With the additional signatures acquired, the trust transition was successfully performed and all of the confidential runtimes started operating normally after a two-epoch (approximately two-hour) initialization period. Importantly, the solution to garner additional signatures would be impossible without the help of Oasis validators, underscoring the security and resilience of the network. The Oasis Network officially completed the process of upgrading to Eden on November 29.
What was the root cause?
Subsequent root cause analysis uncovered why there was a discrepancy in voting power in the first place. In short, this happened because of Oasis Network’s support for rotating validator keys. The Oasis Network functions such that stake and its voting power are bound to “entities”, and each entity can run multiple validator nodes. But only a single entity’s node can actually be elected as a validator within any given epoch.
It turned out that this change of an entity’s validator node happened for two of the validators in the validator set just at the time of the Eden upgrade, making the runtime light client not count the voting power of the two validators.
While no similar hard fork upgrades are currently planned for the future, this problem will be addressed in two ways.
- The light client will be able to additionally verify subsequent blocks from the first epoch in order to verify the chain transition.
- The genesis state will include an explicit encoding of the previous network’s validator set that will be in effect for the first epoch of the new network.
How does this impact the Oasis Network going forward?
Impromptu adjustments during the upgrade process have no lasting effect on the security or stability of the Oasis Network. But, the entire episode highlights the agile performance and uncompromising security standards of the Oasis Foundation’s engineering team.

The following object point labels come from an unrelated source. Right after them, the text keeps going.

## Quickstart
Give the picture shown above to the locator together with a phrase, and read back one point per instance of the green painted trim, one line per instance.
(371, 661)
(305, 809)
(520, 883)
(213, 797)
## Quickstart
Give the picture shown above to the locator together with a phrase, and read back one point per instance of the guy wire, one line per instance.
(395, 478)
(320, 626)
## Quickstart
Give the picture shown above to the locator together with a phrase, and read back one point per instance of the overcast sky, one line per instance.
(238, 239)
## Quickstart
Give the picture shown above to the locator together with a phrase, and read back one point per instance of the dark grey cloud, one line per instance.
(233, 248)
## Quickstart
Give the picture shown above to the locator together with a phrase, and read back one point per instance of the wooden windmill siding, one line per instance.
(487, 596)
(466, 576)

Even with a slightly prolonged deployment period, the upgrade was completed successfully and the network continues to function stably.
“Blockchain development is a very thorough and complex process,” said Jernej Kos, Director at the Oasis Foundation. “The stakes are always high, which is why all of our engineers are unwaveringly committed to ensuring the security and success of any new release even if that requires small periods of delay.”